罗兰轻轻呷了口葡萄酒,微微一笑:“呵呵,虽然我在方汇做事的时间不长,但客户部专员接触的事务还是挺广的,所以和一些同事私人关系很好,久而久之,找点小情报不难。”
“话虽是这样说,但这些信息可未必是大家茶余饭后的谈资会涉及的。再说了,我一直也在关注,都没能查到这些……看来还是你神通广大!”
“什么神通广大呀!你快别损我了!”罗兰轻盈地摇着身体发笑,“你也不想想:大家对你们HR多少都会有所提防,你想查什么,自然是问不出来。我一个小老百姓就不同了,聊天过程中,话里话外打听一下,他们最多当是八卦,我只要稍加留意,再深入套一套话……呵呵,要不是因为你呀,我可不愿背这个‘包打听’的恶名……”

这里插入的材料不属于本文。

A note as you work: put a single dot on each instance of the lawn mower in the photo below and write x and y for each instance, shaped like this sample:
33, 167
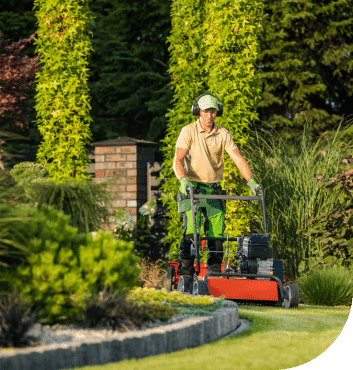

“哈哈,我就说你够朋友嘛!再加上你罗大小姐机智聪明,人缘儿又好……唉,要是放在解放前,不去当地下党都可惜了!”陈溪说笑着,从海鲜饭里挑出一只大虾放入罗兰的盘中。
“你这话怎么听着不像是在夸人呢……”罗兰嗔怪地瞪了她一眼。
两人边吃边聊了一会儿,罗兰忽然神神秘秘地凑近陈溪。
“Rosie,你应该已经接到通知了吧?集团那个渠道总监Robin调去欧洲分公司,据说是要长驻那边的了。所以总部还要增设一个渠道总监的职位,专门负责中国及东南亚地区的渠道管理。”
“嗯,我知道了。”陈溪津津有味地品着菠菜浓汤,“现在让我们HR找一个新的渠道总监,谈何容易!这个职位本身就有点‘偏门’,不像市场总监、销售总监那么普遍,何况还要一个像Robin那样有实操经验的人……所以Michael也说了,实在不行,就找有市场或销售总监背景的,或者找个‘渠道经理’,进公司后再慢慢培养。”
“难道——你们就没有想过,在集团内部提拔一个具备市场工作经验的人?不管怎么样,公司里的人,肯定对公司的整体概貌比较了解,就算不熟悉具体的渠道业务,上手也应该会快些。”
“嗯……理论上是行得通的,但具体能考虑谁呢?”陈溪喝完汤,取过纸巾轻轻擦了下嘴唇。
罗兰一歪头笑笑:“远在天边,近在眼前呀!”
“你——”陈溪有些诧异地望着她,看那表情不像是在说笑,“你真的有兴趣?”仔细想想,若说“总监”职位,罗兰的分量的确有些轻,但如果是从“渠道经理”起步,凭她在方氏集团这一年多来的斐然成绩以及聪慧潜质,要争取这个职位未必无望。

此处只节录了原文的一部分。